Par là, et pour se laisser une chance de ne pas échanger le risque de faire des cauchemars contre la certitude d’en vivre plus, cette revue de presse trouve son sens. L’institution militaire construit son image, détruisons la !

Générosité de l’époque, nos sociétés racistes, patriarcales et industrielles nous offraient déjà les moyens de mourir sous les coups d’un macho, par les balles d’un flic ou les poisons du progrès ; voilà que se rapproche celui de mourir pour des « valeurs » qui sont celles des marchands de canons.

Viva la muerte ! criaient les phalangistes.

Pour celles et ceux qui n’auraient pas reconnu la citation d’Hitler en exergue, la voici plus complète :

Nous avons encore parmi nous des gens aux idées arriérées et bons à rien. Ils se mettent en travers de notre route comme des chiens ou des chats errants. Mais celà ne nous dérange pas.
Nous prendrons leurs enfants.
Nous n’admettrons pas qu’ils soient corrompus par les vieilles idées du passé. Nous les écarterons de leurs familles dès l’âge de dix ans et nous les élèverons dans un esprit nationaliste jusqu’à leur majorité. Ils ne nous échapperont pas. Ils rejoindront le Parti, les SA, ou les SS ou d’autres organisations. Ils feront ensuite deux ans de service militaire. Qui osera dire qu’avec une formation pareille, on ne fonde pas une nation ?

Même servie sur un plateau, nous ne vous ferons pas l’affront de rapprocher cette citation de 1937, de l’actuel SNU. Puisque tous les délégués à la jeunesse nous assènent que le SNU n’est pas militaire, nous avons un exemple non militaire et « bien français » (c’est le cas de le dire) : les chantiers de jeunesse de Vichy.
Pétain, Hitler et Franco, les points Godwin sont faciles et nous n’en avons pas besoin vu comment les démocraties s’accomodent très bien à la destruction.

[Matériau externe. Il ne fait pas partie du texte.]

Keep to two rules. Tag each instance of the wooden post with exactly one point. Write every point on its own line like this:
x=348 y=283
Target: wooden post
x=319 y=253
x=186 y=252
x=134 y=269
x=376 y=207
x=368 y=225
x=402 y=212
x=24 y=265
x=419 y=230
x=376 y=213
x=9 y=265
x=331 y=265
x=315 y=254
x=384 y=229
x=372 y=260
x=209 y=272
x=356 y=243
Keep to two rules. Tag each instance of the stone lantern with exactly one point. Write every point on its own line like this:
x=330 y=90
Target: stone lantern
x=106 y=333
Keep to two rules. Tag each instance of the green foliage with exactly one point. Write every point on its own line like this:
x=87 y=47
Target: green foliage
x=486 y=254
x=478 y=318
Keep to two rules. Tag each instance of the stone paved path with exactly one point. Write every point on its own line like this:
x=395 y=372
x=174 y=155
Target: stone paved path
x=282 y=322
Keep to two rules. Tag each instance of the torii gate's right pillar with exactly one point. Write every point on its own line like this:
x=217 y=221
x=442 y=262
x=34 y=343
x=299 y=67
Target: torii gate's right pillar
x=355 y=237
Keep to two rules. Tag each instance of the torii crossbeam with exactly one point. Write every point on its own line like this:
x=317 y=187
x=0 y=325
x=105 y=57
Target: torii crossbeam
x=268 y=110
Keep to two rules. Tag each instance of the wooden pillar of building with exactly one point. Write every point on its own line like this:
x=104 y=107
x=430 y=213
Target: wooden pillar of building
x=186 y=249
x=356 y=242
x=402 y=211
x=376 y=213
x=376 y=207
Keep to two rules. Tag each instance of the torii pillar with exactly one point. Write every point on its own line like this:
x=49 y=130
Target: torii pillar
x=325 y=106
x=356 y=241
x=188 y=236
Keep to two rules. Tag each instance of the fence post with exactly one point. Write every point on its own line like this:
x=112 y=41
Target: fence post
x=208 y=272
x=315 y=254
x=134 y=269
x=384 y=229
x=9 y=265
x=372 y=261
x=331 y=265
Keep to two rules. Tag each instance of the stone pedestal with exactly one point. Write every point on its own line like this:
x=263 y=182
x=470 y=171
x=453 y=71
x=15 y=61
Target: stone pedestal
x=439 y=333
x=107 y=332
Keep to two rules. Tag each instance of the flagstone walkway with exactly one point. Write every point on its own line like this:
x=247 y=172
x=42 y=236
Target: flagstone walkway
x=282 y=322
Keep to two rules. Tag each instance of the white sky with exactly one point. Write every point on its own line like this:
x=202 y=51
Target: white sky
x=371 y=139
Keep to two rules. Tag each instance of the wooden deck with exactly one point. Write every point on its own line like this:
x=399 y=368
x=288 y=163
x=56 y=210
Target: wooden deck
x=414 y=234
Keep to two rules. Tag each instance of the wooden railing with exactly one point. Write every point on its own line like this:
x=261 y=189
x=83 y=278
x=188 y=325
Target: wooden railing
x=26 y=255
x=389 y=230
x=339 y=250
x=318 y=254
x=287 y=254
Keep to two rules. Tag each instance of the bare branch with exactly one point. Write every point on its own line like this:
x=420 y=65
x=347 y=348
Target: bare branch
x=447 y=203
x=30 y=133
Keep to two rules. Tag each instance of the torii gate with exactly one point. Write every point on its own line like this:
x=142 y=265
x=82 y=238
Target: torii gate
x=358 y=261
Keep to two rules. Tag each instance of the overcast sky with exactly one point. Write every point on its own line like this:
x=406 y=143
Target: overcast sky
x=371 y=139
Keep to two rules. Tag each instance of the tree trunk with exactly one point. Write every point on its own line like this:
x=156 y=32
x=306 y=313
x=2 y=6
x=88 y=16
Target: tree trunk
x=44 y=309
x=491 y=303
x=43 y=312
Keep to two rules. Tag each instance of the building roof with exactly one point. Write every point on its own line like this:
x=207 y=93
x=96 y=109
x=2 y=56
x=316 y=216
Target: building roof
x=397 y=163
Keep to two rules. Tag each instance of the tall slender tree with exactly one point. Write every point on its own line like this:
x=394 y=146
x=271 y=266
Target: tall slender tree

Il nous est insupportable d’entendre les dirigeants « préférer la paix » en même temps qu’ils « entrent en économie de guerre » (voir la citation hallucinante de Macron), nous refusons de nous habituer à la double pensée qui consiste à accepter le concept de « bombe défensive ». Les propensions à donner aux machines le choix des cibles à abattre nous glacent le sang.

Voilà, s’il en fallait d’autres, quelques motivations supplémentaires de continuer le difficile travail, au musée des horreurs, de recension d’articles glorifiant (la soumission à) l’ordre et l’économie.
Que ce travail alimente, même cyniquement, une compréhension de la toile qui nous enserre, mais aussi la colère et la révolte contre ce monde mortifère !

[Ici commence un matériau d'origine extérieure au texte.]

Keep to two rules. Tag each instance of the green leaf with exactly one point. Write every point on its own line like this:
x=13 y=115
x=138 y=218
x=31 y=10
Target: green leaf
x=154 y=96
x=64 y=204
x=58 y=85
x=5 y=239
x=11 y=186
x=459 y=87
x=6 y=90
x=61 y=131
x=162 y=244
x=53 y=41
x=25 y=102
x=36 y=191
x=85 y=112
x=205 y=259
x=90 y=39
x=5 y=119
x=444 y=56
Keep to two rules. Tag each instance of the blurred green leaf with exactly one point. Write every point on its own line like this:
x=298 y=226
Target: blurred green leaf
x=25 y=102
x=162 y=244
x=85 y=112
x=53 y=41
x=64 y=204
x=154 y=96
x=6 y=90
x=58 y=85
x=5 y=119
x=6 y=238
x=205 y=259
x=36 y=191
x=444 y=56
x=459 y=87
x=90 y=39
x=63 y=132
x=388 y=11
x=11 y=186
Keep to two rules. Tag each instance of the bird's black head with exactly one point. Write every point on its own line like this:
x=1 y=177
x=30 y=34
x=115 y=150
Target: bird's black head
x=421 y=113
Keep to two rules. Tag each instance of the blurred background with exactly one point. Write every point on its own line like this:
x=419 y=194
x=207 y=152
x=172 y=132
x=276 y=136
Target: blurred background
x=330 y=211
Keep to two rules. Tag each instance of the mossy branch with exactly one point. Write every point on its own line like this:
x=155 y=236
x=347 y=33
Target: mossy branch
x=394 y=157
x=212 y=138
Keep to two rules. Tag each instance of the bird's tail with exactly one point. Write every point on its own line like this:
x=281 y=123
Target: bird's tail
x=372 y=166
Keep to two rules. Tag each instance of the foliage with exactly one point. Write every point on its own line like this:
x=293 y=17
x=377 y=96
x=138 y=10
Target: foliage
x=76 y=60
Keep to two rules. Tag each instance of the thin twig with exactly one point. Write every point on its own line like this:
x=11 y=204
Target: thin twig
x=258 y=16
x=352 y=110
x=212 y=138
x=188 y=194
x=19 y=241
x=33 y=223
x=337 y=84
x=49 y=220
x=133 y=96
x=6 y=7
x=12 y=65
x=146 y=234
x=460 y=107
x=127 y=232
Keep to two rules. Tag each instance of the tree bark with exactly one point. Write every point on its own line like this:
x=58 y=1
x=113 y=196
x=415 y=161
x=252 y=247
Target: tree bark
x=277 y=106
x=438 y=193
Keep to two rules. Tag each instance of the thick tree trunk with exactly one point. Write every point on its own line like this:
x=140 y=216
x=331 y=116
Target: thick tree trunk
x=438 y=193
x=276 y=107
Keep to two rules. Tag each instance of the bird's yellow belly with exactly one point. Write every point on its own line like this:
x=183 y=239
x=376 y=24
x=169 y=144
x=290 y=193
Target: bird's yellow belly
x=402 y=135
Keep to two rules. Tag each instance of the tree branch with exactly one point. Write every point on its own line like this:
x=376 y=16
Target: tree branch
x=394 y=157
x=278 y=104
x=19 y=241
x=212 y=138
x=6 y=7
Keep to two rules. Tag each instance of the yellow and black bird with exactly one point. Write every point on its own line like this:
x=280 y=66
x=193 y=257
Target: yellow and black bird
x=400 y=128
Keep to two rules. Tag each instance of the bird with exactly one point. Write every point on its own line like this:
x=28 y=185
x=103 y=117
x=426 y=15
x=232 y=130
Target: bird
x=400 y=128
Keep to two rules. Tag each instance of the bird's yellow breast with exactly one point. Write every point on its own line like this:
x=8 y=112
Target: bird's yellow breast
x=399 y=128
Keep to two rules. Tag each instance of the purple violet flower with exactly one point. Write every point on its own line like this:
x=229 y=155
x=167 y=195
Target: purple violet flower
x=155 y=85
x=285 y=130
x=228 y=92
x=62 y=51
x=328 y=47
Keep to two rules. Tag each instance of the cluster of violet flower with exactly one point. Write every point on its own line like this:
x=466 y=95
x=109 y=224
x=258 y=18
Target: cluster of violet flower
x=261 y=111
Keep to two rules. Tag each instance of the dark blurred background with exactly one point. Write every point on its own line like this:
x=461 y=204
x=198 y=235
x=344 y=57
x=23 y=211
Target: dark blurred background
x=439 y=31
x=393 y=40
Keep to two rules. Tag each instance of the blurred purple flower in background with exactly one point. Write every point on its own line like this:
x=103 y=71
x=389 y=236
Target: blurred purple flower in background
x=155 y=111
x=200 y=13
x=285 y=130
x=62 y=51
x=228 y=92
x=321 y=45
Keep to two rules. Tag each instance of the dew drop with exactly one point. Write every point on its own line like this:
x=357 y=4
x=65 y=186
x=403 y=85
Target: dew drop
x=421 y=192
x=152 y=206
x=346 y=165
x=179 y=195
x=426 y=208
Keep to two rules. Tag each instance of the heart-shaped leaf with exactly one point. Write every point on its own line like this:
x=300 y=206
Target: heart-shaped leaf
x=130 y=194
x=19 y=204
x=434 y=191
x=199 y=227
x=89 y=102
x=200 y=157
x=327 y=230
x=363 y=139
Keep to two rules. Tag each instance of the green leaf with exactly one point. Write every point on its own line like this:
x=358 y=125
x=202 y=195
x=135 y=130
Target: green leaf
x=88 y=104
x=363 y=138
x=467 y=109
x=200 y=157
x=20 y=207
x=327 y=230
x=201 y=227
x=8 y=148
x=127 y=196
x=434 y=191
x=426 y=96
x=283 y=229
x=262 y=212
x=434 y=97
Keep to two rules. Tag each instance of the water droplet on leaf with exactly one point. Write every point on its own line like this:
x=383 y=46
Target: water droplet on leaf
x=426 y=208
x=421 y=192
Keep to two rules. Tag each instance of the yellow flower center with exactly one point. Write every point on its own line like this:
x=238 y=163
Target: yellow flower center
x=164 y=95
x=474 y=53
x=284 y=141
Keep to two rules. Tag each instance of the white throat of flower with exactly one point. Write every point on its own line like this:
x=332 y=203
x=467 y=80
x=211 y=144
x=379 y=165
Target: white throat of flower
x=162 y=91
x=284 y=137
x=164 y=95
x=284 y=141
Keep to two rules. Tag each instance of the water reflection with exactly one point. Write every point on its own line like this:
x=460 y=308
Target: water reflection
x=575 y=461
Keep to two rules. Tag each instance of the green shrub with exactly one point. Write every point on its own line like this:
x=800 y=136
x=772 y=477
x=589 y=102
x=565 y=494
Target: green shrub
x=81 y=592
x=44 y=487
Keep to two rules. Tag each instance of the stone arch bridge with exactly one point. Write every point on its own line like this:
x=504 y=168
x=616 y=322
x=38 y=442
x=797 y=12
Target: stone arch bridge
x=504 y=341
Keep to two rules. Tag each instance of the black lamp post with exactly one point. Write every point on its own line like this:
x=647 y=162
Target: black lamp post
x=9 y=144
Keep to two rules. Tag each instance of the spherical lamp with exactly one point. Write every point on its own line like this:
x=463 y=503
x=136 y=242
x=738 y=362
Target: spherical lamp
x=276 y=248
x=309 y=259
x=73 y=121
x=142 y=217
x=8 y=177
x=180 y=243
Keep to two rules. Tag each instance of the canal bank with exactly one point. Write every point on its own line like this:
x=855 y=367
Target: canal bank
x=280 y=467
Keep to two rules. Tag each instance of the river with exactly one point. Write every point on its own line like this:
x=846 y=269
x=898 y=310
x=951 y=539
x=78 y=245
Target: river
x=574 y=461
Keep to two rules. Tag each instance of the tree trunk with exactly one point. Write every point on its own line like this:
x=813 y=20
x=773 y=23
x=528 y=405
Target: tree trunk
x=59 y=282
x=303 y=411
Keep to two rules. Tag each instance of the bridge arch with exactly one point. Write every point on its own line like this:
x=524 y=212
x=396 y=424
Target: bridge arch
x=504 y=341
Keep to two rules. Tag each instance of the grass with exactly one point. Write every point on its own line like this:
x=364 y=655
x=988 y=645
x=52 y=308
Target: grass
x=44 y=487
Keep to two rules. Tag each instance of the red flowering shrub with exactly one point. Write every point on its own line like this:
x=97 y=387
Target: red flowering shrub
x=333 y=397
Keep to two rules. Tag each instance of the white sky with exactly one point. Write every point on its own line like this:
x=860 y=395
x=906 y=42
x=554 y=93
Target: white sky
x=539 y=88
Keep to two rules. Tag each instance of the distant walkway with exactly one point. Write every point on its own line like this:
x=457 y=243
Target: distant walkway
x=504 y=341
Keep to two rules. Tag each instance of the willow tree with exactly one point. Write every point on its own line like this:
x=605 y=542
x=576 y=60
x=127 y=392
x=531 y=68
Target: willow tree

- Industrie de l’armement -

Deux jolies punchlines pour introduire cette revue de presse d’avril-début mai. Lecornu ou Macron ? Il va falloir suivre le tempo ! L’un appelle au « patriotisme du capitalisme français », l’autre « même s’il préfère la paix, se rejouit que l’économie de guerre génère des profits ».

- Un article du Monde du 17 avril titre « Reserve militaire : Lecornu appelle les entreprises au patriotisme ».
Cet article nous explique comment, pour honorer les promesses macroniennes de doublement du nombre de reservistes ( la Loi de Programmation Militaire prévoit de passer de 40 000 à 80 000 réservistes) l’armée vient négocier des contrats avec des entreprises.

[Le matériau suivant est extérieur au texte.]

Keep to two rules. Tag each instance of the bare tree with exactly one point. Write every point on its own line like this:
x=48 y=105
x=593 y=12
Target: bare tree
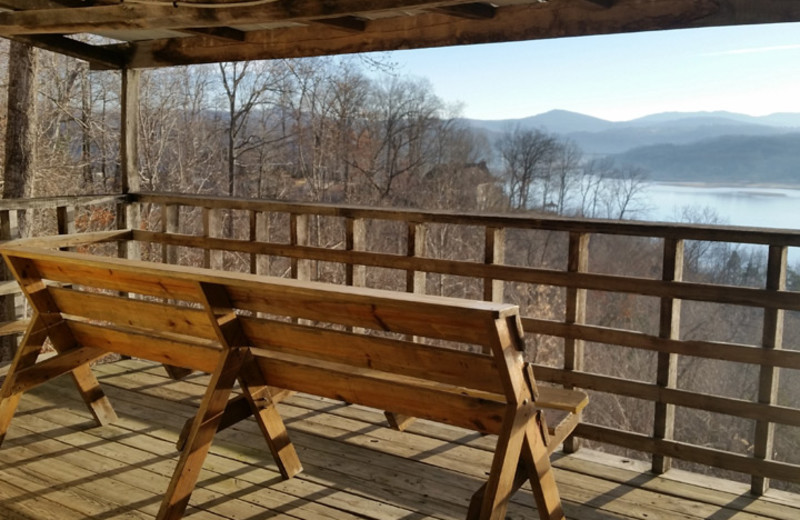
x=526 y=154
x=18 y=173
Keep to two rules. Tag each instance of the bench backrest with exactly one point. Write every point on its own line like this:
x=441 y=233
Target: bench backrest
x=334 y=341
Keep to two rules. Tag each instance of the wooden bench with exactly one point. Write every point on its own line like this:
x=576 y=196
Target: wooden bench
x=333 y=341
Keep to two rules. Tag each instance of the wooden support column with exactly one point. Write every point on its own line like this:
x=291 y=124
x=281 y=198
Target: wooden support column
x=577 y=262
x=667 y=370
x=298 y=229
x=415 y=283
x=494 y=253
x=129 y=214
x=769 y=376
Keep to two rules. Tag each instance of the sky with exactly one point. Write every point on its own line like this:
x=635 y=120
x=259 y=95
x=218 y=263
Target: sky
x=753 y=70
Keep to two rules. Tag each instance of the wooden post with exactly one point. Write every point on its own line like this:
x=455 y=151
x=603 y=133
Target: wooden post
x=212 y=228
x=772 y=338
x=301 y=269
x=8 y=310
x=415 y=283
x=129 y=214
x=253 y=225
x=355 y=240
x=667 y=370
x=259 y=232
x=577 y=262
x=170 y=223
x=415 y=280
x=494 y=253
x=65 y=217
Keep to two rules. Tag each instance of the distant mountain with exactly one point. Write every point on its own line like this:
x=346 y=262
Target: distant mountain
x=555 y=121
x=600 y=137
x=725 y=159
x=788 y=120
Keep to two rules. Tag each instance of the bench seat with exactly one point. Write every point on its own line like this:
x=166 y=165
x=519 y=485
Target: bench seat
x=453 y=361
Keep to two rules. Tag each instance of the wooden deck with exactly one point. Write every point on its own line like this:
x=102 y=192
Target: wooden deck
x=54 y=465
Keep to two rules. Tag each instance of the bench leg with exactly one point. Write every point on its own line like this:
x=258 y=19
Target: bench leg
x=26 y=356
x=265 y=411
x=94 y=397
x=521 y=455
x=237 y=409
x=198 y=441
x=398 y=421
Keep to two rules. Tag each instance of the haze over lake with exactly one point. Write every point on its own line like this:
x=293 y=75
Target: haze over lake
x=734 y=205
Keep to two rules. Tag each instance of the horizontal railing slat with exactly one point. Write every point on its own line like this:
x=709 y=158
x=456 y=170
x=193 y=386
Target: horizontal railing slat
x=678 y=397
x=600 y=282
x=704 y=349
x=691 y=453
x=746 y=235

Face à la montée des périls, les entreprises doivent permettre à leurs salariés de servir la France. C’est le message délivré par Sébastien Lecornu lors d’un déplacement, mercredi 17 avril, à Guyancourt (Yvelines), à l’occasion de la signature par Renault d’une convention de mise à disposition de réservistes. « La plupart des crises que nous avons à gérer ne sont plus des crises courtes, mais des menaces qui vont nécessiter une capacité à durer dans le temps et donc à relayer les forces », a expliqué le ministre des armées, appelant à « une forme de patriotisme du capitalisme français ».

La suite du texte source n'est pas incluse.